Thursday, July 7, 2016

thoughts on suffering {828}

Over the weekend I read the book 828. By the title alone I gathered that the book would be about how the Lord works all things together for good - a message of hope - and one my heart really needs to hear at this particular moment in time. And yet as I sit and reflect on the underlying current and message, the truth is the book was really about suffering - perhaps even CHOOSING suffering - for in that place, the beauty of Christ and His purest, unending love was found to be faithful and enough. It is probably fair to say we would like to walk through life unscathed, and yet we are promised this will not be the case. We are guaranteed in this world we will have trouble, but take heart, He has overcome. We have been reminded to rejoice in our suffering knowing that it produces endurance, which produces character, which produces hope - and hope does not put us to shame. WE WILL SUFFER. 

828 is the story of Ian and Larissa - they met in college and fell in love - before the car accident that left Ian in a coma - ultimately diagnosed with a traumatic brain injury and catastrophic physical and cognitive losses. Larissa was already in love with Ian and as she prayed and sought the Lord, He deepened her desire to stand by him even if there was no other side. The story ends with Larissa marrying Ian (and that isn’t a spoiler by the way, it’s in the intro) with “in sickness and health” removed from their vows knowing the “in health” would never be a reality of their married life. She didn’t marry a man who could take care of her in the practical ways, but she married the man the Lord set apart for her, and the man the Lord purposed for her, and the man who daily shows her more about the character of Christ and helps her grow in His likeness. They chose suffering - and they reveal His glory. 
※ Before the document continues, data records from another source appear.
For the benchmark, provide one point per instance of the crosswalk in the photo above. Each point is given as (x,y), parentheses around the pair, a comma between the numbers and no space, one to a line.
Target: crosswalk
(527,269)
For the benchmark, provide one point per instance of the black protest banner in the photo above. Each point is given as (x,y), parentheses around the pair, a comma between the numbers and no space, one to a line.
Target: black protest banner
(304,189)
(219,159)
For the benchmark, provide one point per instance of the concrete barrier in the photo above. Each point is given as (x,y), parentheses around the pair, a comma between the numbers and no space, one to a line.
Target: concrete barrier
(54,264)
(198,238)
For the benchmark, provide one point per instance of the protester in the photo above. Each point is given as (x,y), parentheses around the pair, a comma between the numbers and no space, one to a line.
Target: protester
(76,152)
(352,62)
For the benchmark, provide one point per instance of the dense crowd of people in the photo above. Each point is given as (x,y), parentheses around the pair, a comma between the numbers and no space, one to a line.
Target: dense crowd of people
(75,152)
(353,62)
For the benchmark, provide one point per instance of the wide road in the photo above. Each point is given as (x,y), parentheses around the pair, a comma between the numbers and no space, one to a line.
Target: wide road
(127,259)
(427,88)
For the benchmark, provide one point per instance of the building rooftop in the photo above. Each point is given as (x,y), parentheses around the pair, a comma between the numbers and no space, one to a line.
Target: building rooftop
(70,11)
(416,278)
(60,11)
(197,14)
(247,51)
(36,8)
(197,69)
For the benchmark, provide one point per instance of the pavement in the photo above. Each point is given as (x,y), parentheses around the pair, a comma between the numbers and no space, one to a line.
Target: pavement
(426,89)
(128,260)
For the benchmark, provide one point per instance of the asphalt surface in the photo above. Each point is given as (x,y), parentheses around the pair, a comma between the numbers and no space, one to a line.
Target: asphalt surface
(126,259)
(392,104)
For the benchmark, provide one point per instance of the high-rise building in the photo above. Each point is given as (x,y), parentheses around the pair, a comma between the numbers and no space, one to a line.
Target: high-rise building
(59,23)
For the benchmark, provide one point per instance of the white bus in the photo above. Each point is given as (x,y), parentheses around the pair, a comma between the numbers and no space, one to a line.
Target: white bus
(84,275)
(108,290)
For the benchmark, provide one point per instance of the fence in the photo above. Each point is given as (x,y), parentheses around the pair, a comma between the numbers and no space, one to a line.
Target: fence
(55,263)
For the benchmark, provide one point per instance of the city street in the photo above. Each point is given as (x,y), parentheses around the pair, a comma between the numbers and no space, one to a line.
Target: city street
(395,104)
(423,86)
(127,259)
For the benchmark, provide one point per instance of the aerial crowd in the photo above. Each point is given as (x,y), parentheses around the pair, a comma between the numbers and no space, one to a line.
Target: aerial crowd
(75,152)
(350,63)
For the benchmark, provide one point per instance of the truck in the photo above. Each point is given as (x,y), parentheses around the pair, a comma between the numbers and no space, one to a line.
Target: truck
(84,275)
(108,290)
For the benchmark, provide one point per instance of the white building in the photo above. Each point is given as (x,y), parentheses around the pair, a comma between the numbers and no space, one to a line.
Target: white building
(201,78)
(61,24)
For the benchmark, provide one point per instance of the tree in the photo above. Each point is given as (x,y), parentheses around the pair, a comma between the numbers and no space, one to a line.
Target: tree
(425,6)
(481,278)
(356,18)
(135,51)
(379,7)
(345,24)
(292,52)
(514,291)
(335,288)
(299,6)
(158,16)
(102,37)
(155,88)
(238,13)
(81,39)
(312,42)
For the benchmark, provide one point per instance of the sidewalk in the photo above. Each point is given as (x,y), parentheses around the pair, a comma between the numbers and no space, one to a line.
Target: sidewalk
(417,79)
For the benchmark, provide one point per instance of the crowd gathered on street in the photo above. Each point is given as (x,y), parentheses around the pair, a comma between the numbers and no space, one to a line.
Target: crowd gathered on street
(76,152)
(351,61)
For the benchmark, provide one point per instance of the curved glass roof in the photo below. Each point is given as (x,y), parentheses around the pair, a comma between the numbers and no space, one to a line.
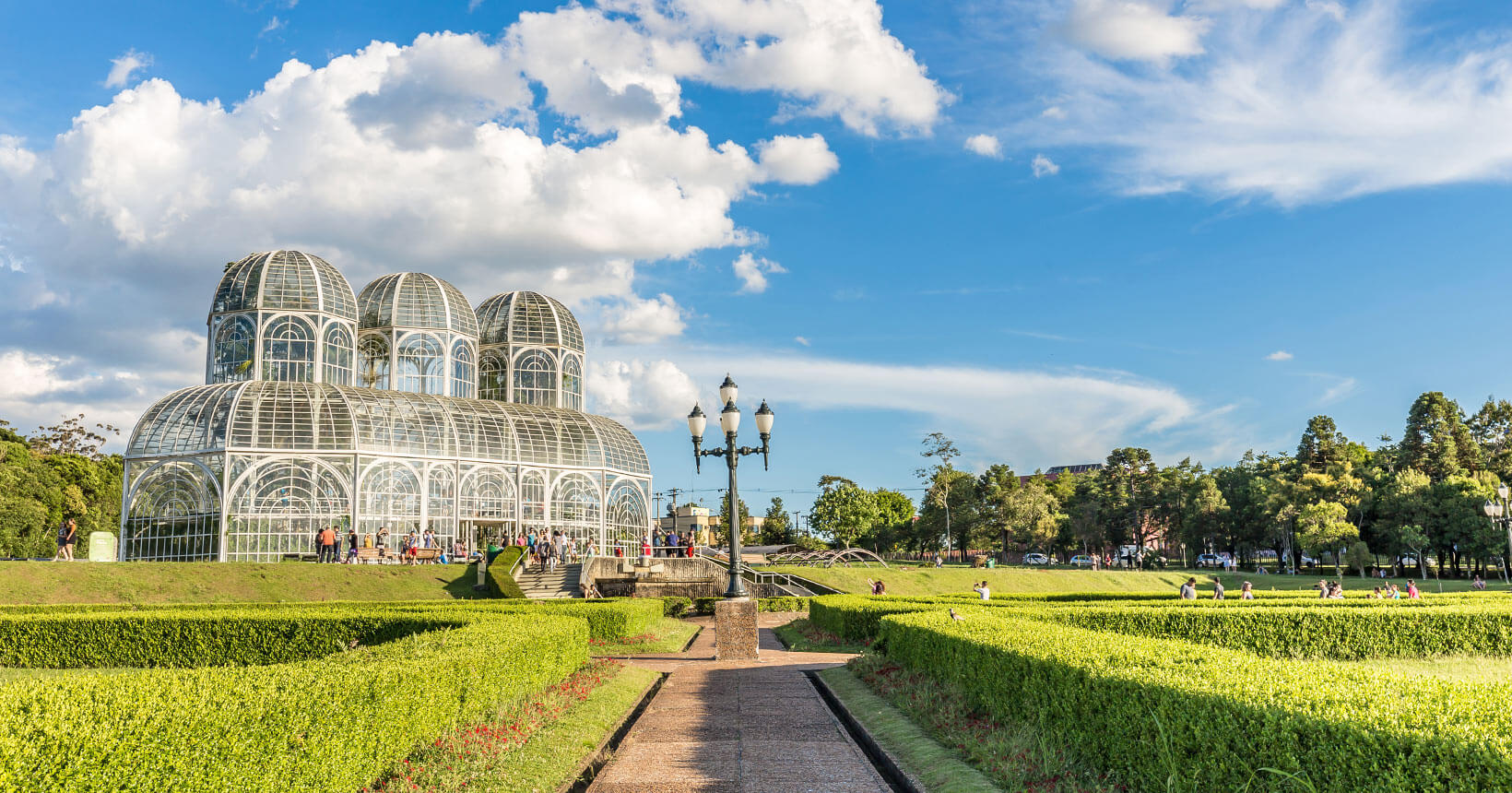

Their journey was laced with heartbreak and loss and their story is an inspiration. I relate to so much of it even though our situations look so very different. I constantly found myself underlining and highlighting and turning up corners, my heart empty and dry and somewhat lost in a desert season of my own. I might not be watching the love of my life suffer in a hospital bed, trapped in his own body, but I am wondering what story the Lord is writing with my life and beyond question it is easy to feel like this life looks nothing like I ever anticipated. In turning to Him for the answers to the deepest and most painful questions, we find He is waiting in the sorrow, and gently reminding us that He is good and in His time, He will fulfill every purpose He has for us in beautiful and extraordinary ways. 

Love doesn't give up. Love keeps going. 

- - - - - - - - - - 

Even if my heart and head are a mess, a hibernating truth exists somewhere down below all the layers of confusion- a truth that tells me He is for me because He died for me. Below the messiness of loss is the permanence of the gift and the Giver.

Living right next to fear is the very real excitement that God isn't finished. Even in the most desperate times, He keeps us from sinking into total despair. With each exhalation of fear, breathe in more of God as He moves in you! 

I'm human, so hope doesn't always come easily. I will wrestle for contentment in my heart hoping God will change my situation but knowing even if He doesn't, I will still be ok. 

What we can't always see in the lonely days and moments of despair is that God is emptying space in our hearts and refilling it with Himself, letting us see Him in small moments of joy. 

Are you pushing hard to do what you feel is expected of you by man? God is the only one who is going to get you through this. 

Waiting is where beauty and character grows. 

I am walking in step with a God who is bigger than me and whose purposes cannot be turned awry. His enjoyment of me has nothing to do with my works. 

Losses met by well-timed graces mingled themselves into a heart that was sorrowful yet tried to always be rejoicing. 

Being a faithful friend means tackling the effort because that kind of love is willing to encompass all challenges. 

The path has already been laid out. Simply lay back and let mercy carry you.